Thème
Le sens de la vie
en temps de crise
Chaque fois que l'humanité vit une crise
majeure, les hommes éprouvent le
besoin de dépasser leur banalité. Pour
beaucoup d'entre eux, cette situation
est le déclenchement d'un processus de
recherche des tenants et aboutissants
du conflit ainsi que d'une analyse des
conséquences pour lui, sa famille et son
pays.
André Moser – Fidélité et Prudence, Genève (Revue maçonnique suisse: janvier 2010)
Ce qui motive une telle attitude c'est
bien sûr, en premier lieu, la peur de
souffrir et de perdre les acquis sociauxprofessionnels,
puis dans un deuxième
temps la nécessité impérieuse de calmer
la révolte qui gronde dans le for intérieur.

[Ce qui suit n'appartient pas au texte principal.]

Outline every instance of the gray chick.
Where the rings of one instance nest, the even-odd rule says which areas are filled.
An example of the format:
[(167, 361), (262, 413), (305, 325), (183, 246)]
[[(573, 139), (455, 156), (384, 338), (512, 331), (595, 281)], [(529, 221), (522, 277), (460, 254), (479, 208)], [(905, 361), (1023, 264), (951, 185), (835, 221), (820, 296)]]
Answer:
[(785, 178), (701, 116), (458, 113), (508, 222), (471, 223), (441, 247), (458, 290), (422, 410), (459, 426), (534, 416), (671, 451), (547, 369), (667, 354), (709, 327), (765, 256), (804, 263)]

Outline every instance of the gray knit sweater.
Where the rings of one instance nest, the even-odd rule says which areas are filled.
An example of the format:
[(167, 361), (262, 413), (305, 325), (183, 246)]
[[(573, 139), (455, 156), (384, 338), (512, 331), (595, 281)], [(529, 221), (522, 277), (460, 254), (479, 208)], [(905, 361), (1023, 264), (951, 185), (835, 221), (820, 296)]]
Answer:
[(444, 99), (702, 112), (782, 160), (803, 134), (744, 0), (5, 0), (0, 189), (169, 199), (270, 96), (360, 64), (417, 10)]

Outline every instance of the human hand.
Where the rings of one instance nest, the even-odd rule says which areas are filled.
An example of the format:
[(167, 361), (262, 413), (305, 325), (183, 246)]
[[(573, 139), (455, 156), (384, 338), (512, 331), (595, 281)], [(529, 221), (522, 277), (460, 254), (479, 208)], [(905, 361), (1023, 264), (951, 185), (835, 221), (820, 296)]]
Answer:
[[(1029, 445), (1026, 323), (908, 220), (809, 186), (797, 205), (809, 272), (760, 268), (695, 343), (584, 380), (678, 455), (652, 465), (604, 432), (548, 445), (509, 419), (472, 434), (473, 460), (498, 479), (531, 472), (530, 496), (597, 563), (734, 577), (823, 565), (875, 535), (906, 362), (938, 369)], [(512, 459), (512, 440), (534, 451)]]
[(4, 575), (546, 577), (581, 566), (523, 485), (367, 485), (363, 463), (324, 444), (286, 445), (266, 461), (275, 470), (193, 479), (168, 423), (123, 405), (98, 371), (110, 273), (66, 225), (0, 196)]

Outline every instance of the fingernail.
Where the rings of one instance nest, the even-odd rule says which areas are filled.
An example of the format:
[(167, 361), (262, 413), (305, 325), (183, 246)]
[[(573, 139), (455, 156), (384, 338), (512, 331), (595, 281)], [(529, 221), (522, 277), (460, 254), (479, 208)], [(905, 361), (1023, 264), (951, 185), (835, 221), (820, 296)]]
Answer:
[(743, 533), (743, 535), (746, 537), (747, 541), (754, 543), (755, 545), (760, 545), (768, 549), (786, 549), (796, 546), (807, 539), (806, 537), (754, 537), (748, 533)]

Le sentiment d'injustice est souvent
le moteur qui entretient cette prise
de conscience. Plus il est fort et entretenu,
plus il développe des réactions
contrastées selon le niveau, justement,
de conscience. Au bas de l'échelle
l'homme s'abreuve à la source des idéologies,
de la propagande qui définit les
stéréotypes de la politique dominante.
Au sommet de l'échelle l'homme utilise
sa raison et son esprit critique voire ses
convictions intimes pour définir un
comportement qui tient compte de la
réalité familiale mais aussi de l'évolution
du genre humain. Ces deux attitudes
et toutes celles comprises entre
les deux pôles, pour importantes
qu'elles soient dans la résolution des
tensions psychiques, restent profondément
insuffisantes en regard de la réalité
métaphysique. Il en résulte que
l'homme est insatisfait et qu'il a l'impression
d'être un jouet manipulé par un
chef d'orchestre dont il peut identifier
les gesticulations mais en aucune façon
influencer sa volonté.
Cette impossibilité d'être un acteur de la
réalité du conflit est très frustrante et
amplifie encore la soumission à l'information.

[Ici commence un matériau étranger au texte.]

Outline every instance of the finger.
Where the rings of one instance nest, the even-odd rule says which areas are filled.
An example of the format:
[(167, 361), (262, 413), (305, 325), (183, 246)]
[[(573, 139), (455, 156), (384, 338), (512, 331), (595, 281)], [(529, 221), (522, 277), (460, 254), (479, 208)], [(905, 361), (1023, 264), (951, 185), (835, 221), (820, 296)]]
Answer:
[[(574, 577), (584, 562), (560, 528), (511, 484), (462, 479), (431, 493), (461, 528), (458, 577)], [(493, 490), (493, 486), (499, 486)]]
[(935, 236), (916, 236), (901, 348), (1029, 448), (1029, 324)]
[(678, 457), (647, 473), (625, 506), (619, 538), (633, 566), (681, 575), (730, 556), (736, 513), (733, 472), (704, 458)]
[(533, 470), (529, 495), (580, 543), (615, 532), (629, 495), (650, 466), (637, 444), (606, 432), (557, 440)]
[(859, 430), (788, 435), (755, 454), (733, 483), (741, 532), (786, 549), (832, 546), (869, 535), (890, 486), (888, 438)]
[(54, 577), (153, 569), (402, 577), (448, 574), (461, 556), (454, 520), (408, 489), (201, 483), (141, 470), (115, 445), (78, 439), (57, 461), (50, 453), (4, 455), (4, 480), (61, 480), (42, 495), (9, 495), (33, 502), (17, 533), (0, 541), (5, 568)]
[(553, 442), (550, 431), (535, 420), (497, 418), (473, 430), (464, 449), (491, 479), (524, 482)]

L'enchaînement rapide des faits
non soumis à une critique objective
aveugle en quelque sorte la lucidité, et
développe pour les plus faibles un comportement
défaitiste et pour les plus forts
un besoin d'en découdre le plus rapidement
possible. Ainsi, la nature reprend
vite ses droits puisque nous retrouvons
chaque fois que la peur s'installe l'avènement
des instincts primaires définis par
le couple dominant/dominé. Dans cette
disposition le cercle est fermé puisque
seuls les instincts de survie dictent les
comportements sociologiques. Sans possibilité
de libération par le haut, tout se
passe à l'intérieur du cercle, dans le seul
plan possible, celui où les faits naissent
et meurent à l'infini, sans espoirs d'évolution
et dans un désert spirituel.
Toutes les voies qui enrichissent
À ce stade de l'analyse, en tant que francmaçon
nous devons nous poser la question
du sens de notre quête initiatique en
situation de crise morale et de ses rapports
avec la psychologie, la raison, la vie
et l'Esprit. Etre initié signifie accepter la
voie du sens de la vie par le sens de la
mort. Celle-ci est fondamentalement
distincte de la voie du sens de la vie par
la révélation des dogmes et des sacrements
chrétiens. Ce distingo est fondamental
quant à la compréhension de ce
qui va suivre, et non exclusif puisque
l'initiation maçonnique accepte toutes
les voies qui enrichissent l'acte de transcendance.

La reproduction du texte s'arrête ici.